CD absolutorium 2009

A więc a propos uwag. Jest ich wiele. Po pierwsze budżet został wykonany najgorzej w całej kadencji czterech lat prezydenta. I naprawde nie tłumaczy tego kryzys. Wiele miast polskich uniknęło błędów, które popełnili urzędnicy. Na nietrafionym w czasie przewalutowaniu długu wziętego we frankach szwajcarskich na złotówki miasto straciło 120 milionów złotych. Sala Kongresowa, będąca sztandarowym pomysłem prezydenta ani drgnęła i znów została przełożona na przyszły rok. W przedszkolach zabrakło w tym roku "jedynie" 2 tysięcy miejsc, Mnożyć takich dokonań możnaby bardzo dużo. Jutro zapewne włączą się w to media, ponieważ pan prezydent zorganizował dzisiaj konferencję odnośnie nie otrzymanego od rady absolutorium. Zobaczymy też reakcje "bezstronnych" mediów, jak będą zabawiały nas swoim obiektywizmem w sprawie absolutorium. Zresztą, jak pisałam wielokrotnie, dawanie abolutorium jest kompletnym idiotyzmem. Rada w swojej mądrości ocenia wykonanie budżetu, to znaczy ocenia działalność księgowości miasta. Nie ma miejsca i czasu, aby ocenić merytoryczną aktywność prezydenta, jego pomysły na zarządzanie miastem. Jeśli mówiliśmy o tym, że brakuje miejsc w przedszkolach (a wydatki w edukacji to 98% – a więc jest świetnie!), zwracano nam uwagę, że nie mówimy na temat. A temat – to ksiegowość. Kiedy mówimy o zaczętych i nie kontynuowanych inwestycjach – to nie mówimy na temat, kiedy mówimy o tym, że europejskie fundusze ostatnio mało wspierają miasto – to nie mówimy na temat etc. Poza tym konsekwencje dla prezydenta na okoliczność nie przyjęcia sprawozdania z wykonania budżetu są prawie żadne – szkoda naszego czasu i zaangażowania. Cały zaś problem polega na tym, że rządzenie mądre miastem winno się odbywać przy wzajemnym, poważnym traktowaniu się rady i prezydenta. Kiedy jedna ze stron oficjalnie lekceważy drugą – trudno na piasku wybudować pałac.  Jutro może więcej, teraz idę spać. Wczorajsze zmęczenie daje mi w kość dzisiaj.

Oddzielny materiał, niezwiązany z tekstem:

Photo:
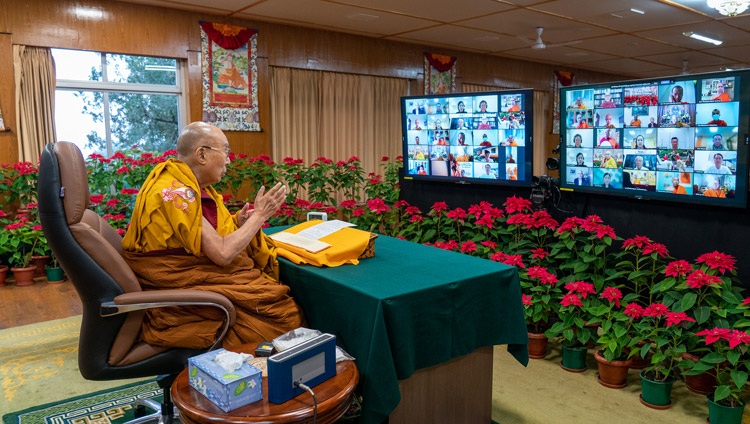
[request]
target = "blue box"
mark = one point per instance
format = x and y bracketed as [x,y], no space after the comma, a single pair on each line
[227,390]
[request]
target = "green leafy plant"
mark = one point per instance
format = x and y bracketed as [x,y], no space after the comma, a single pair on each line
[574,326]
[617,337]
[21,240]
[541,298]
[664,332]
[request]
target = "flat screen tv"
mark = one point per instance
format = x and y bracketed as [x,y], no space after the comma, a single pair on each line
[682,138]
[482,138]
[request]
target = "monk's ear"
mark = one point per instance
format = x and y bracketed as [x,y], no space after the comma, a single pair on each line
[200,155]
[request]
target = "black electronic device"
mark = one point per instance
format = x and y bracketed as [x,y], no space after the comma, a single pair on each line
[675,138]
[483,138]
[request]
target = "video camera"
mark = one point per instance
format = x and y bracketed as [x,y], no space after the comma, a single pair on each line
[541,190]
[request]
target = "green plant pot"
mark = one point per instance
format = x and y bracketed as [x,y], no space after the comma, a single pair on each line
[721,414]
[54,275]
[656,394]
[574,358]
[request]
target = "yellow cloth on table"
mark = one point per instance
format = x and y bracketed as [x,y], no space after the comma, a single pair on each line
[347,244]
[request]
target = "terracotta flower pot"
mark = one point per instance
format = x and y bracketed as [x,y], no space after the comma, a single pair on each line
[612,374]
[24,276]
[537,345]
[40,262]
[722,414]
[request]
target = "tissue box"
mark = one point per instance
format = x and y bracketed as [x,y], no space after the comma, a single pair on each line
[227,390]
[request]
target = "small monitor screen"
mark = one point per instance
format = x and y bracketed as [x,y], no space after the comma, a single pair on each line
[469,137]
[678,138]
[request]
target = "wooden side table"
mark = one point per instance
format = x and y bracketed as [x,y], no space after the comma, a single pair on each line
[334,397]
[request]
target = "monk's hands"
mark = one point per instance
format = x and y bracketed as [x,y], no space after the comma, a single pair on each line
[266,203]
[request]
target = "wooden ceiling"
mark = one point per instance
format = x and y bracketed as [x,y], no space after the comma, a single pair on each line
[600,35]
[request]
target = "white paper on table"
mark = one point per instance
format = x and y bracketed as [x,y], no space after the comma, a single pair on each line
[325,228]
[303,242]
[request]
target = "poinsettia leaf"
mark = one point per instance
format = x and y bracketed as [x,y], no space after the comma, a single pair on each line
[687,302]
[620,331]
[739,378]
[713,358]
[702,314]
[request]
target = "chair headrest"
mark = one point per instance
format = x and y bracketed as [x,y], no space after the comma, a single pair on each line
[74,180]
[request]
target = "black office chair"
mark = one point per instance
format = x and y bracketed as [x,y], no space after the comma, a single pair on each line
[114,305]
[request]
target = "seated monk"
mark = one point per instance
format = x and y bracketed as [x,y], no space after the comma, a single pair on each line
[182,236]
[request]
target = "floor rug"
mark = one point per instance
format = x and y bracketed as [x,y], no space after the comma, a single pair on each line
[39,365]
[110,406]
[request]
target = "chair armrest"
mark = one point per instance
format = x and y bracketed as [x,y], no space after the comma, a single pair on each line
[143,300]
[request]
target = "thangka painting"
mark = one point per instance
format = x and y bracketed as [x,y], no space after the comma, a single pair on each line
[439,74]
[230,77]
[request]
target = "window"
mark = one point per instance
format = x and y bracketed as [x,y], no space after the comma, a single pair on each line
[107,102]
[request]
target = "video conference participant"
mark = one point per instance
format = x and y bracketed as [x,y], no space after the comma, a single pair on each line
[607,178]
[713,187]
[718,166]
[484,138]
[608,139]
[580,138]
[488,172]
[182,235]
[681,92]
[607,160]
[460,137]
[716,119]
[676,187]
[721,95]
[607,102]
[717,142]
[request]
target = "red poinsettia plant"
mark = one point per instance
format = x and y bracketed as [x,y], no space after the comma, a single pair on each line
[577,324]
[541,295]
[616,339]
[664,332]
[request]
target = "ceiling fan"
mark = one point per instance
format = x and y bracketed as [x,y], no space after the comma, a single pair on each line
[539,44]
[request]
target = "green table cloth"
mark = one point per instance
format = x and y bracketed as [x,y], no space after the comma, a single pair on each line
[411,306]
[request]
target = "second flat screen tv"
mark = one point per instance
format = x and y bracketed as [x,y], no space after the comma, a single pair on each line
[681,139]
[483,138]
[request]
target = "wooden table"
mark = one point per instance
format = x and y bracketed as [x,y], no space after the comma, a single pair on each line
[333,395]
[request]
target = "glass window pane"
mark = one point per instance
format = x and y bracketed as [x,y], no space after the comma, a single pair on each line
[74,124]
[146,121]
[77,65]
[141,69]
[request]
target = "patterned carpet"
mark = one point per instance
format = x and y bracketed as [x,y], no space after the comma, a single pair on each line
[39,365]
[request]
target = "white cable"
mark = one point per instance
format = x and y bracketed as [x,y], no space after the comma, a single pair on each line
[315,400]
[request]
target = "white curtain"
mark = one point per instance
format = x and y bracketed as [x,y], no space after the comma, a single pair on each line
[35,81]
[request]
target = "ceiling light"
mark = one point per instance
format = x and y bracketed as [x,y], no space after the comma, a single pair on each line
[82,12]
[165,68]
[729,7]
[702,38]
[363,17]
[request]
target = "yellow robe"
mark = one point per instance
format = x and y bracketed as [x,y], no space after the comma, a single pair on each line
[168,215]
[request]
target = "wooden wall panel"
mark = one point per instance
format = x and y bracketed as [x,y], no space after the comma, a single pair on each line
[151,31]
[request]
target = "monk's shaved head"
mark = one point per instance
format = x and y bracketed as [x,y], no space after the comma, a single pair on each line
[194,135]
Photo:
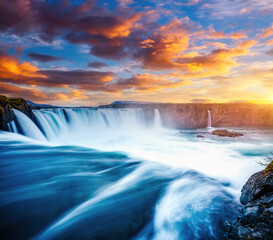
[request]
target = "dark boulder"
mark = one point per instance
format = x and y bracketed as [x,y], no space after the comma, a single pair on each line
[6,113]
[256,220]
[226,133]
[6,110]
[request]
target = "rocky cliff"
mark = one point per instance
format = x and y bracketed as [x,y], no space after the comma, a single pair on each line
[6,112]
[196,115]
[172,115]
[256,220]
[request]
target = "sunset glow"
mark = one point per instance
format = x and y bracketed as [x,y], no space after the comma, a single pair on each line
[88,52]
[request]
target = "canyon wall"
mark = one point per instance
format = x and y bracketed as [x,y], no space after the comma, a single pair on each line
[172,115]
[196,115]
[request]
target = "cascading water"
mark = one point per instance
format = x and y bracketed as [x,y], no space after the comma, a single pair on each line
[12,127]
[86,178]
[157,119]
[28,127]
[209,119]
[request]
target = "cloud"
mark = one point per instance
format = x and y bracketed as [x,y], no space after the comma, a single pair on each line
[43,57]
[162,46]
[232,8]
[97,64]
[270,52]
[268,32]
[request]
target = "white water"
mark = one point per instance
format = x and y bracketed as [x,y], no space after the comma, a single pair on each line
[209,119]
[12,127]
[28,127]
[128,130]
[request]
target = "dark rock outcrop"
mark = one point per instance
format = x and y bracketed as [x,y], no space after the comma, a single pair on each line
[256,221]
[225,133]
[6,113]
[6,110]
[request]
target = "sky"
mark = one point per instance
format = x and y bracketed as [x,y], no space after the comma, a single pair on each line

Absolutorium budżetowe 2009

Dziwna to procedura to absolutorium. Tak naprawdę jest to ukłon dla biegłości ksiegowych prezydenta. Lewa strona ma się równać prawej. Co z tego wynika, ano niewiele. Na przykład edukacja: zaplanowanie i wykonanie prawie 98%, a tutaj znów brakuje 2 tysięcy miejsc w przedszkolach, na nowych osiedlach żłobków i przedszkoli nie ma, nie ma w edukacji żadnych inspirujących pomysłów etc. Ale wykonanie jest, trzeba więc udzielić absolutorium (!?). Nie mamy szans ocenić działalności prezydenta, jego pomysłów na zarządzanie miastem. Jest lewa i prawa strona. Nawiasem mówiąc w mijającym roku najgorsza w całej kadencji. Teraz zaś zacznie się jazda pod tytułem wybory. Pan prezydent inwestuje "na krechę", ale będzie otwierał inwestycje, będzie się pokazywał tu i ówdzie. No cóż zaczęłą się jazda wyborcza.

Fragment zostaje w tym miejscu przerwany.